Project Overview: The Girl with the Plastic Flower
*WARNING: CONTAINS NUDITY*
Hi my name is Martin Nikolov and this is a project overview for my image: The Girl with the Plastic Flower.
It is a personal work, made one day in my free time for fun. I started started with no specific idea; I just wanted to model a girl, with a kind of vintage look. I did some research and gathered references for the face and her haircut, then for the gloves, helmet and accessories later on. It started just for practice, then I added more details and decided to made a render of it, and give it a more finalized look.
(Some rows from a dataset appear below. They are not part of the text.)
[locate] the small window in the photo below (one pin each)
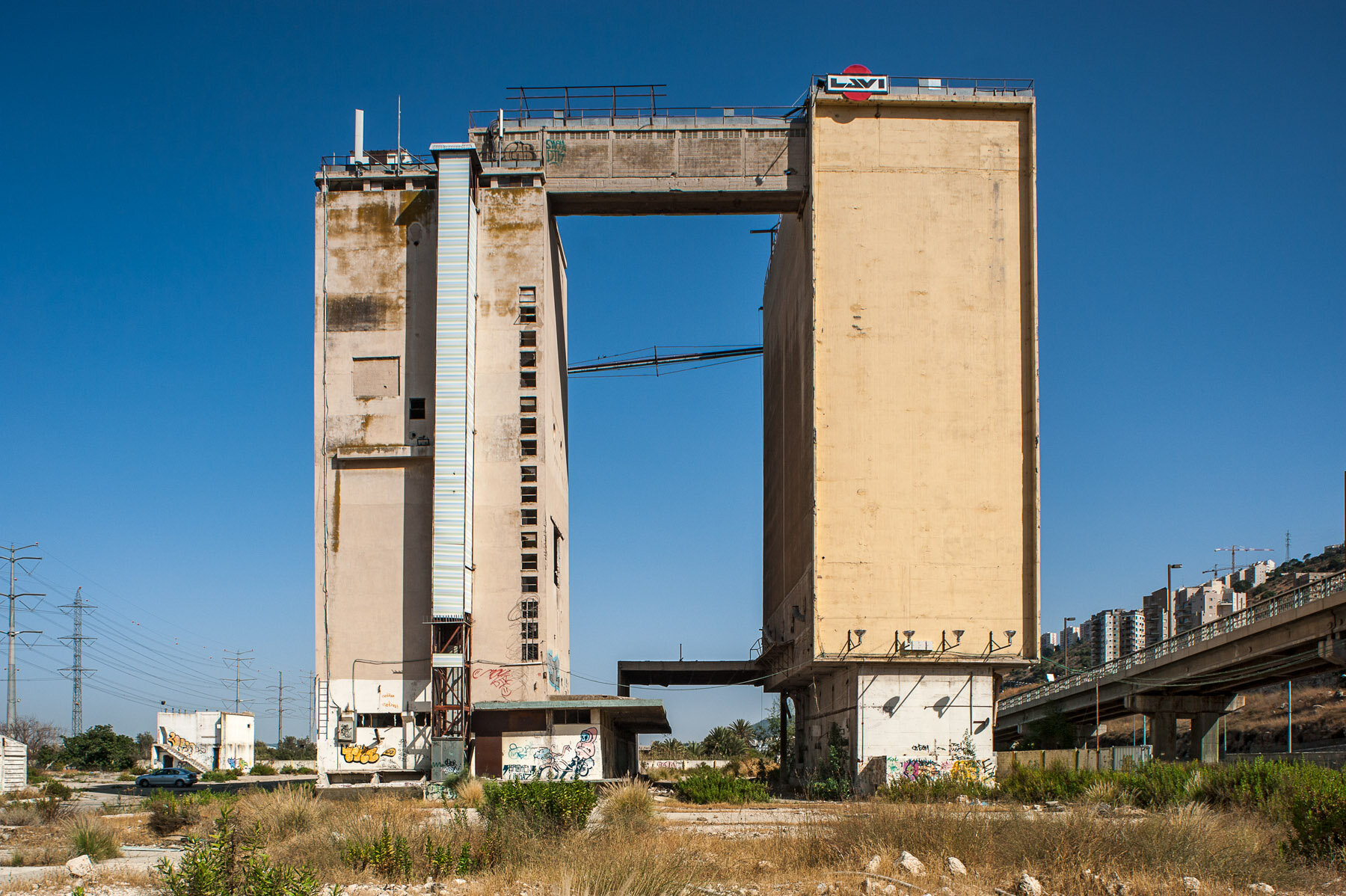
(528, 304)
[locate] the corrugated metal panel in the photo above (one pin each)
(455, 365)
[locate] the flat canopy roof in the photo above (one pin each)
(634, 715)
(686, 672)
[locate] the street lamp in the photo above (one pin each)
(1065, 639)
(1169, 601)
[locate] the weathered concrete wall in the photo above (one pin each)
(375, 264)
(520, 251)
(925, 377)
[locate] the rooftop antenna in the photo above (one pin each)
(358, 153)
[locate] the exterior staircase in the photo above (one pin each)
(185, 758)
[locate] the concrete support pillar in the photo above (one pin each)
(1205, 737)
(1164, 727)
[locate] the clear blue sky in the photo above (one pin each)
(156, 286)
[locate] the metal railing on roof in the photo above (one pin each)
(1182, 641)
(617, 105)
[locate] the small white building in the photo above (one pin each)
(205, 740)
(13, 764)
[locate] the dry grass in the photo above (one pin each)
(470, 794)
(629, 806)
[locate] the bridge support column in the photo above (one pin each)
(1205, 737)
(1164, 725)
(1205, 711)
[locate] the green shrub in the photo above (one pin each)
(387, 853)
(228, 862)
(57, 790)
(218, 776)
(168, 814)
(556, 805)
(713, 786)
(92, 837)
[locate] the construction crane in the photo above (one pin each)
(1233, 557)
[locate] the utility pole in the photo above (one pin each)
(280, 688)
(11, 712)
(239, 658)
(77, 669)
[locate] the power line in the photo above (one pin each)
(280, 688)
(11, 712)
(239, 660)
(77, 669)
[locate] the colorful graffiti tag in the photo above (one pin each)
(365, 755)
(551, 759)
(504, 680)
(553, 670)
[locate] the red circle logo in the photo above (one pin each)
(856, 96)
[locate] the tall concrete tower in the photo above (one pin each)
(440, 458)
(901, 428)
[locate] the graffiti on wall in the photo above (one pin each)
(555, 758)
(504, 680)
(930, 769)
(366, 755)
(553, 670)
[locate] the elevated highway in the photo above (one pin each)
(1197, 675)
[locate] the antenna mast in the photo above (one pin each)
(77, 672)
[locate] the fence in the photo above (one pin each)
(1112, 758)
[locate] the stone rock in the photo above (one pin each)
(80, 867)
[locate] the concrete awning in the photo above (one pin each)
(632, 715)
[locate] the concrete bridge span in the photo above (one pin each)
(1199, 673)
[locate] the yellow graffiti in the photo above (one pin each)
(366, 755)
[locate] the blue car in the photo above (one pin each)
(174, 776)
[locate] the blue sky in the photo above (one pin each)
(156, 281)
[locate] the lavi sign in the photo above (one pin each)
(858, 84)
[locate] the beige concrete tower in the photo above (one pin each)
(901, 423)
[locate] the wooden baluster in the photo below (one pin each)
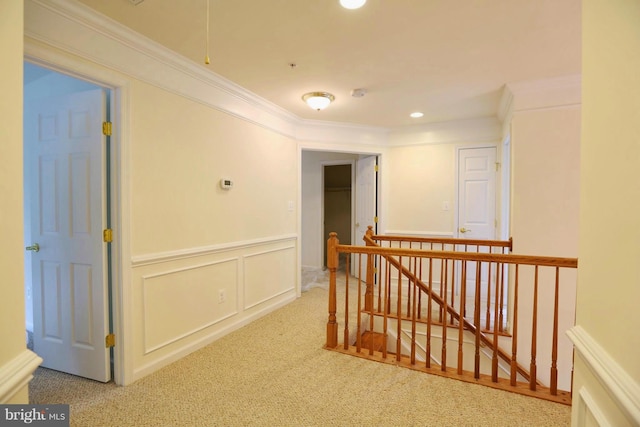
(534, 333)
(345, 340)
(387, 285)
(476, 320)
(494, 357)
(487, 321)
(463, 298)
(399, 313)
(443, 366)
(414, 314)
(359, 305)
(501, 311)
(419, 292)
(442, 274)
(554, 348)
(429, 308)
(514, 332)
(409, 294)
(368, 299)
(332, 264)
(453, 289)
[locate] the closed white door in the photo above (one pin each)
(64, 157)
(477, 193)
(477, 210)
(366, 204)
I started with sculpting the face in ZBrush from PolySpheres, using DynaMesh. I think it's the fastest way to start with modeling, because you have a lot of freedom in the beginning, and you can quickly experiment with the shape and form with no topology boundaries. The brushes I use the most in this process are the Move and Clay brushes, with lots of smoothing. For the hair, I used DynaMesh too as at this stage I didn't know I was going to give her a helmet (Fig.01).
When I was happy with the overall proportions, I made a quick retopo in ZBrush and added the torso from an existing base mesh I have. After that I began adding accessories and clothes. For the gloves I used an old base mesh too, and for the dress, jewelry and flower, I just used simple box modeling in modo. For posing the model I used Transpose tools in ZBrush, and quickly tweaked the proportions, before the sculpting part (Fig.02).
I've received some questions about the collar, so I'll show you the way I modeled it in modo. First I started with the Sketch Curve tool to draw part of the collar profile. I tweaked it a little bit to get some variation, then cloned it about 18 times to get nice long row.
The next step was to bend it 360 degrees and weld the vertices. When I got that closed curve, I made an extrusion along that curve, gave it some thickness and added some extra edges. Then I made another slight bend, and it was ready to send to ZBrush to add some small variations and details (Fig.03 - 04).
The sculpting part was a good exercise in anatomy and cloth. The finer details were made with custom alphas I downloaded from ZBrush Central. Then I added more details like eyelashes and teeth.
When I finished with the sculpting part, I started texturing the model. Everything was PolyPainted in ZBrush. First were the eyes, then the face, trying to give it an even more scared look and adding that black, blurred make-up. I didn't spend much time painting the textures because my idea was for a more washed-out, noisy image (Fig.05).
Since she was still naked, I decided to add a Mickey Mouse-style helmet, inspired by Brian M. Viveros's (http://brianmviveros.com) illustrations. Maybe to hide the hair, maybe not - I think it turned out better with that helmet (Fig.06)!
To prepare the model for rendering, I unwrapped the body, eyes and the helmet using ZBrush's UV Master plugin. Then I painted the Diffuse, Specular and SSS amount maps for the body and eyes, and baked the Normal map (Fig.07).
For the helmet, I just used a Diffuse and for everything else I used procedural textures in modo. I exported two or three sub-divisions lower than the highest, and just the hair was decimated (Fig.08).
The render setup was really simple, just a background plane with a gradient. For the lighting I used an HDRI image from the Studio Environment Set 1, from 9B Studios, and no other lights. I played around with it to choose the right one (Fig.09).
For the body I used the default modo skin shader with a few tweaks. The other shaders were made from the default material.
I rendered a few passes, to use later on, for the final compositing and color corrections in Photoshop. These were: Final Color, Ambient Occlusion, Material ID and Depth passes (Fig.10).
In Photoshop I played a lot with the Curves and washed out the colors for an even more vintage look. I made a ton of different variations for the colors and contrast, and choosing the right one was the hardest part of making the image. Hopefully I made the right choice (Fig.11).